Después de haber comido ayer el sapopez a la moda de rabada pontepedrina, y
recordar hoy el tatuaje pectoral del amoroso y apuesto Jaime, tocamos la
flauta del diario nihilista.
En una especie de puente sobre
turbulentas aguas, entramos, de pie y
descalzos, en un mundo lúgubre, habitado por dioses divinos. Lo sabemos, son hermanos que, con idéntica frivolidad, ríen y
lloran, lloran y ríen delante del
infortunio que mata el angustiado inmortal. Vistos los hunos y los otros por
opuesto lado, el foco localiza a
nosotros inmersos en ese vasto mundo de desastrados locos.
Alocadamente y sin
la mínima razón de valor, rabeamos la pluma para exponer las penas en profundos
riscos, lo hacemos con la pretensión leve de que se tornen indelebles en el
tiempo. La vida pasa rauda, frenética, se
esfuma como la espuma que no deja huella y el fierrogrifo seca, se apaga y
desaparece dejando muertas las causas que la produjeran.
Da vértigo y estremece
saber que Dios nos haya dejado dos opciones: vivir rodeado de demonios o morir
para adorarlo en la eternidad etérea del cielo, inestable y caprichoso como lo
muestra la condura de los escritos adorados. Quiero decir, sin que esto
constituya confesión, que la idea de dios está contenida en las oraciones que
lo definen: ser perfecto, principio y fin de todo que existe, ser
omniausente cuando su presencia es
requerida; omnipresente en la vida de quien de él se aprovecha; creador de todo
malo que en la Tierra se asienta y de una colección de bondades que a muchos
agradan, y de otras tantas bondades que a otros tantos tanto amenaza y a muchos enfurece.

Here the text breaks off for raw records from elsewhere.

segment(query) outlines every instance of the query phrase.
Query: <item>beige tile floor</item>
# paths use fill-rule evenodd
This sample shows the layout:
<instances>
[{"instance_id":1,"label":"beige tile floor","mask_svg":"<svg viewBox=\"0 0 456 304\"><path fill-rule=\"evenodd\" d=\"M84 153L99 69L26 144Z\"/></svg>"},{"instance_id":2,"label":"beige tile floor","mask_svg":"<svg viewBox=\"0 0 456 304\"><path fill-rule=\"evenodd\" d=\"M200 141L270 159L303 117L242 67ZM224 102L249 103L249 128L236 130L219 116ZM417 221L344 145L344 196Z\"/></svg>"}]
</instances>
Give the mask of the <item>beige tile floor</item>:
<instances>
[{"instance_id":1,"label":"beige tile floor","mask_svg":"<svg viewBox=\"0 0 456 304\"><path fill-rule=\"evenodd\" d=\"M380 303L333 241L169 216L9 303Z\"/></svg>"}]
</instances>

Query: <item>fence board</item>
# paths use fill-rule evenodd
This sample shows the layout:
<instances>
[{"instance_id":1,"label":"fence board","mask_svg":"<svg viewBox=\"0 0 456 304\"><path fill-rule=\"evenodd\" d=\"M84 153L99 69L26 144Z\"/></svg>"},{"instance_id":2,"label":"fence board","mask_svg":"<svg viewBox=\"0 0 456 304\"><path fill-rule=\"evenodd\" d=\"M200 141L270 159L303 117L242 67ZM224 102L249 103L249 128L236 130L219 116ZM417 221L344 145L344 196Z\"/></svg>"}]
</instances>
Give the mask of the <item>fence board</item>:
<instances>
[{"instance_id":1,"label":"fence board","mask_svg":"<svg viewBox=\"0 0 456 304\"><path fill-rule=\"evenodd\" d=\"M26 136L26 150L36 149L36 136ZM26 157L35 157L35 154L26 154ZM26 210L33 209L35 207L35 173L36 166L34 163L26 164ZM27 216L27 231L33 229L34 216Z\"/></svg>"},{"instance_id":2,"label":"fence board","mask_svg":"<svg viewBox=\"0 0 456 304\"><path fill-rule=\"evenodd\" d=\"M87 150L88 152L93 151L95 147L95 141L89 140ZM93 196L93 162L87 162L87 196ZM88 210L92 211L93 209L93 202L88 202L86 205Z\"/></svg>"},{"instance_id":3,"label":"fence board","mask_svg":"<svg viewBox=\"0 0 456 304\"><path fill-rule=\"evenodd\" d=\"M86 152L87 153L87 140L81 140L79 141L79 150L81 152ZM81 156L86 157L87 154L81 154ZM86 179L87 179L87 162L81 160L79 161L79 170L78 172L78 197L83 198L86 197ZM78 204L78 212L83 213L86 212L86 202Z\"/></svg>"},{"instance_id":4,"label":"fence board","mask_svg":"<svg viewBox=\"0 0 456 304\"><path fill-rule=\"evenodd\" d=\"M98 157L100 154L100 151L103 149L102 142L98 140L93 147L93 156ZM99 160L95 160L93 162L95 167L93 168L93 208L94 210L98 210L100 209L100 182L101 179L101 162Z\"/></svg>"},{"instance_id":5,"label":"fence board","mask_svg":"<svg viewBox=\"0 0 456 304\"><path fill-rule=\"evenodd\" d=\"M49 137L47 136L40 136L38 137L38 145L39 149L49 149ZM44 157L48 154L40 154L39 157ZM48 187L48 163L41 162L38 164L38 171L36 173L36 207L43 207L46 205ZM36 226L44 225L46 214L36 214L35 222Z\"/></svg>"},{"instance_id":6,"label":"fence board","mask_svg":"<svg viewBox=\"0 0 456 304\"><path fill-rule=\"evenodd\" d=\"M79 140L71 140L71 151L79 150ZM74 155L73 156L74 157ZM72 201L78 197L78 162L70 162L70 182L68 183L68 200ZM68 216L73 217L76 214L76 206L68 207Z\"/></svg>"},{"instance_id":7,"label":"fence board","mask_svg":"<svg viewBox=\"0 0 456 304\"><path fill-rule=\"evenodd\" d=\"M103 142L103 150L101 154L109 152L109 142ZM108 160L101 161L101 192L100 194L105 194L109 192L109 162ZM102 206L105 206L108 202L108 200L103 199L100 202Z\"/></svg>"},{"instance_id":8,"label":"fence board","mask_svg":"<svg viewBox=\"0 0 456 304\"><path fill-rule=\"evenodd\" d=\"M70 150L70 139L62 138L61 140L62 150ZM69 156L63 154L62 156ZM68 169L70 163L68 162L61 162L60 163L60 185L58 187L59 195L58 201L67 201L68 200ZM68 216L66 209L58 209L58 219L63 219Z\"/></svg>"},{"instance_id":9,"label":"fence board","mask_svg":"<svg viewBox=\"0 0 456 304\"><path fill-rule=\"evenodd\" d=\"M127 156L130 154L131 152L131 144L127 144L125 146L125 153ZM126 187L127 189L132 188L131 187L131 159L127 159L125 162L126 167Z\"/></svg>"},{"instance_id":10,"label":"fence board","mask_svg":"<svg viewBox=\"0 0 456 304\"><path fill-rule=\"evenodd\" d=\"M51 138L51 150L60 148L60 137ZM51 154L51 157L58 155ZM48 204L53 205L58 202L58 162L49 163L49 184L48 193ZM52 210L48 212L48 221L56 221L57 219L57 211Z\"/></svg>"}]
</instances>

Para obviar otras razones, ofrezco cara y
ojos a mis recuerdos y lloro el pasado para aliviar la secura en el valle de
las tensiones y desantenciones de los divinos que nos gobiernan. Cuando la
fuerza escapa, como lo hacían las angulas que yo pretendía segurar con mis
manos, y el último suspiro se aproxima, mi alma se anima con el encuentro
diario entre los amigos de la pluma feroz, a quienes ofrezco el sentimiento que sale de la canción de Charles Aznavour.
Ya
están aquí, llegaron ya a la llamada del amor, está
muriendo la mamá. Todos al fin, llegaron ya de todas
partes del país, desde el mayor hasta el menor, todos en
torno a la mamá. Y hasta los niños, al jugar en un extremo del
salón, se esfuerzan para no gritar. Es una última atención
a la mamá.
Todos se turnan en cuidarla, en atenderla y abrazarla, está muriendo la mamá. Santa María, madre de Dios, Nuestra Señora del Dolor, todos te rezan con fervor, y entonan el Ave María, Ave María. Tanto recuerdo y tanto amor alrededor de de la mamá. Tanto suspiro, tanto dolor alrededor de la mamá
Vuelve a formarse la reunión, y así, por la postrera vez, está muriendo la mamá. Y como un rito en la ocasión, se pasan una y otra vez el jarro con sabor a pez, que beben con moderación, es claro que no hay pena, no hay tristeza, hay una gran resignación. Y mientras un hermano reza, el otro canta una canción a la mamá.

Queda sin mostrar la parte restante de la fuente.